Matthew's argument is that, in his words, the U.S.
needs to go much harder on open source.
And second, even if we stay closed source, OpenAI and Anthropic need to get much cheaper much more quickly.
TLDR, DeepSeek didn't catch up to America, but they built something good enough, gave it away for free, and a lot of U.S.
companies are going to take them up on it.
Finally, almost as if to put a fine point on the geopolitics of these announcements, Around the same time, Beijing has launched into a flurry of activity to protect their national interests on AI.
On Friday, the same day DeepSeek v4 came out, Bloomberg reported that China plans to curb U.S.
investment in domestic tech companies.
The report stated that Chinese officials are putting out the word that Chinese tech firms should reject U.S.
capital unless explicitly approved.
The report named Moonshot, which is the developer of the Kimi models, as well as StepFun as two startups that had received these instructions.
Writes Bloomberg.
The overarching intent of the latest restrictions is to prevent U.S.
investors from taking stakes in sensitive sectors where national security is a priority.
The decision also follows a recent policy change that prevented foreign incorporated companies from going public in Hong Kong, cutting off a decades-old playbook for Chinese tech firms.
Instead, firms are shutting down their overseas corporations and reincorporating onshore.
Now, these changes were clearly a reaction to Meta's $2 billion acquisition of Manus, which has been under investigation in Beijing for several months.
Manus had moved their headquarters from Beijing to Singapore shortly before the deal was formed, which Beijing did not like.
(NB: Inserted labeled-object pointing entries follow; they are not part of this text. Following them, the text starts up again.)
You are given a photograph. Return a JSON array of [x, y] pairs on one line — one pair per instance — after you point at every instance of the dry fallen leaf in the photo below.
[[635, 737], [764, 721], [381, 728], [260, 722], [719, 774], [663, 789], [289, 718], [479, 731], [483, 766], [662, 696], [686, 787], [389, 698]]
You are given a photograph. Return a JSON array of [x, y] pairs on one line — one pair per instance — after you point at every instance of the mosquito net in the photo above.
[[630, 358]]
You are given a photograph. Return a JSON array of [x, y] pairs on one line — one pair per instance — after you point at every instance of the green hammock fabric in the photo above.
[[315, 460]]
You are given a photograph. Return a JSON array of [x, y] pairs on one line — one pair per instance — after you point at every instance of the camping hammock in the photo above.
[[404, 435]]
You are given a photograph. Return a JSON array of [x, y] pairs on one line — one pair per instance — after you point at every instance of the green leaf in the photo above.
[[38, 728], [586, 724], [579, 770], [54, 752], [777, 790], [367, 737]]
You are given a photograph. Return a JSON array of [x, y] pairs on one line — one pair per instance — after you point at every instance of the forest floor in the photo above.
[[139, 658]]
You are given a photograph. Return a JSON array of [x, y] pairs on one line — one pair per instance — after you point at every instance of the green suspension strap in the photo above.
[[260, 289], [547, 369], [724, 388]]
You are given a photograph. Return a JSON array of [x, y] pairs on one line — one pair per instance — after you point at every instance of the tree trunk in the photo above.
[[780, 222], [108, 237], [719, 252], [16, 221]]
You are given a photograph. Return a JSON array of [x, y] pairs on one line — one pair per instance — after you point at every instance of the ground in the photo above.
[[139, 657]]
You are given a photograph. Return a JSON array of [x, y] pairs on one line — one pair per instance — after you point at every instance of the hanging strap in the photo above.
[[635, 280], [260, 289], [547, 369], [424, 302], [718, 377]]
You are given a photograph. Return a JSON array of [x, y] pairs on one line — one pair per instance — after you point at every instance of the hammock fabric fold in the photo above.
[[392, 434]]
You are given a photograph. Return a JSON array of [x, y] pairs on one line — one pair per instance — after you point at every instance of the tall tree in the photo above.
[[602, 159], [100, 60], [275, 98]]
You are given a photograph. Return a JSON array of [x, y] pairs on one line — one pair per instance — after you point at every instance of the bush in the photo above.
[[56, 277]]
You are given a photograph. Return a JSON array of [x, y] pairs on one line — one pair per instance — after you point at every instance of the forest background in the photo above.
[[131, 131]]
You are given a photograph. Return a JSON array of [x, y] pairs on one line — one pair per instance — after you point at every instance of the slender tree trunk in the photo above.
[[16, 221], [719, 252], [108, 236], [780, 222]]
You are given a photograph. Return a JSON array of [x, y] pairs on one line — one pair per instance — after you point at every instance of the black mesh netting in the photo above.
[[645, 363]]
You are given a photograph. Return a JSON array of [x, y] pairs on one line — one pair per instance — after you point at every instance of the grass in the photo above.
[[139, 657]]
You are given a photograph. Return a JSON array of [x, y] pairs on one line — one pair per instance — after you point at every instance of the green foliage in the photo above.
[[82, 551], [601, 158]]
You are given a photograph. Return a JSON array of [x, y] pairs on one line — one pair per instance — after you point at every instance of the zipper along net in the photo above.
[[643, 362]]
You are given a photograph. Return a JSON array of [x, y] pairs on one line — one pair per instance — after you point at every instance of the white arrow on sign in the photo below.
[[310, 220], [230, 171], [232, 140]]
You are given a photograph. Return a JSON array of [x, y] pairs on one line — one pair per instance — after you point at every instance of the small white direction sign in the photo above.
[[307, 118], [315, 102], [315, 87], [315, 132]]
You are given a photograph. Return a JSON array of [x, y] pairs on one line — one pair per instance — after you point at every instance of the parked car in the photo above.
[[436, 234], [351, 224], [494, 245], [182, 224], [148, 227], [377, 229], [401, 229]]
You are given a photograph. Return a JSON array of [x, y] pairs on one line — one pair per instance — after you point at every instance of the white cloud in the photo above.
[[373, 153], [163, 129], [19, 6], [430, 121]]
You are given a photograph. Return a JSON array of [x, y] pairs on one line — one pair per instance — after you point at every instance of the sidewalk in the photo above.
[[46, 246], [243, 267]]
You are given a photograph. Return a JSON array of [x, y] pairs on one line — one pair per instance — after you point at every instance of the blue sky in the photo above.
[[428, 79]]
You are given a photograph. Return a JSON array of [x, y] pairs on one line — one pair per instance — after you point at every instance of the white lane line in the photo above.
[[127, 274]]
In March, two Manus co-founders attended questioning in China and were told that they would not be permitted to leave the country while the investigation was ongoing.
On Monday, Beijing brought the investigation to its conclusion and blocked Meta's acquisition of Manus.
The Office of the Working Mechanism for Foreign Investment Security Review, an agency within the powerful National Development and Reform Commission, said in a statement, The office requires the parties involved to terminate and revoke the acquisition transaction.
The statement didn't give any specific reasons to unwind the deal, but cited national security grounds.
Chinese officials told the Financial Times that the deal was viewed as a conspiratorial effort to drain China of AI talent and resources.
Now, Meta is yet to comment on the decision, but this could get messy very quickly.
As many commentators have pointed out, a lot of these checks have already been cashed.
The Manus team already has Meta IDs.
How this all plays out in practice remains to be seen, but you take all these things together and we are clearly entering a new phase of the China-US AI competition.
I will certainly be watching to see if and what the Secretary of Energy actually does with this new power granted by the White House.
For now though, that's going to do it for today's AI Daily Brief.